8

I am using python 3.x and using the following code to convert image into text:

from PIL import Image
from pytesseract import image_to_string

image = Image.open('image.png', mode='r')
print(image_to_string(image))

I am getting the following error:

Traceback (most recent call last):
  File "C:/Users/hp/Desktop/GII/Image_to_text.py", line 12, in <module>
    print(image_to_string(image))
  File "C:\Users\hp\Downloads\WinPython-64bit-3.5.1.2\python-3.5.1.amd64\lib\site-packages\pytesseract\pytesseract.py", line 161, in image_to_string
    config=config)
  File "C:\Users\hp\Downloads\WinPython-64bit-3.5.1.2\python-3.5.1.amd64\lib\site-packages\pytesseract\pytesseract.py", line 94, in run_tesseract
    stderr=subprocess.PIPE)
  File "C:\Users\hp\Downloads\WinPython-64bit-3.5.1.2\python-3.5.1.amd64\lib\subprocess.py", line 950, in __init__
    restore_signals, start_new_session)
  File "C:\Users\hp\Downloads\WinPython-64bit-3.5.1.2\python-3.5.1.amd64\lib\subprocess.py", line 1220, in _execute_child
    startupinfo)
FileNotFoundError: [WinError 2] The system cannot find the file specified

Please note that I have put the image in the same directory where my python is present. Also It does not raise error on image = Image.open('image.png', mode='r') but it raises on the line print(image_to_string(image)).

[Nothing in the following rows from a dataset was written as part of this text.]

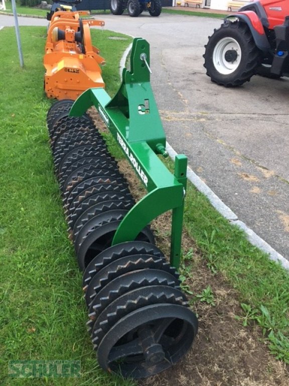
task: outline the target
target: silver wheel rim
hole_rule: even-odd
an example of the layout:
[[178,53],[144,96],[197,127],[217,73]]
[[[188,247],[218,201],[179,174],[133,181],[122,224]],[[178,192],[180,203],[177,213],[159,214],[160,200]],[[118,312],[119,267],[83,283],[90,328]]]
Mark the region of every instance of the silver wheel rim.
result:
[[[225,59],[226,53],[228,51],[234,51],[237,58],[233,61],[228,61]],[[216,69],[223,75],[228,75],[237,69],[242,57],[240,45],[233,38],[228,37],[221,39],[214,49],[213,62]]]
[[111,9],[115,11],[117,8],[117,0],[111,0]]

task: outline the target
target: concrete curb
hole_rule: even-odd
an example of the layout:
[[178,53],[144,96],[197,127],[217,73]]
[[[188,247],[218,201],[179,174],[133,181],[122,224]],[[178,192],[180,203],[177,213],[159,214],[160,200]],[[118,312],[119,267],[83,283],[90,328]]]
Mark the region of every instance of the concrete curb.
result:
[[[177,153],[168,143],[166,144],[166,149],[170,156],[173,160],[175,159]],[[226,205],[223,201],[214,193],[209,186],[204,182],[197,174],[193,171],[190,167],[187,169],[187,175],[189,180],[193,183],[197,189],[203,193],[208,198],[214,208],[222,215],[225,219],[228,220],[232,224],[237,226],[246,233],[247,238],[251,244],[257,247],[261,250],[268,254],[269,258],[279,263],[285,269],[289,270],[289,261],[275,251],[265,240],[261,239],[250,228],[248,228],[242,221],[238,220],[238,216]]]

Any idea what might be wrong here? Thanks

muazfaiz
  • 4,611
  • 14
  • 50
  • 88
  • This code works for me, when I have both files in the same directory and the image contains some words. Might be something about absolute and relative paths... – Ohumeronen Jul 21 '16 at 14:54
  • You may also try: import os.path; os.path.exists('image.png') – Ohumeronen Jul 21 '16 at 14:56
  • 1
    I use this code now: `if (os.path.exists('image.png')): image = Image.open('image.png') print(image_to_string(image)) else: print('Does not exist')` but get the same error that means file exist but it is raising error when try to read it for text. – muazfaiz Jul 21 '16 at 14:59

5 Answers5

8

You have to have tesseract installed and accesible in your path.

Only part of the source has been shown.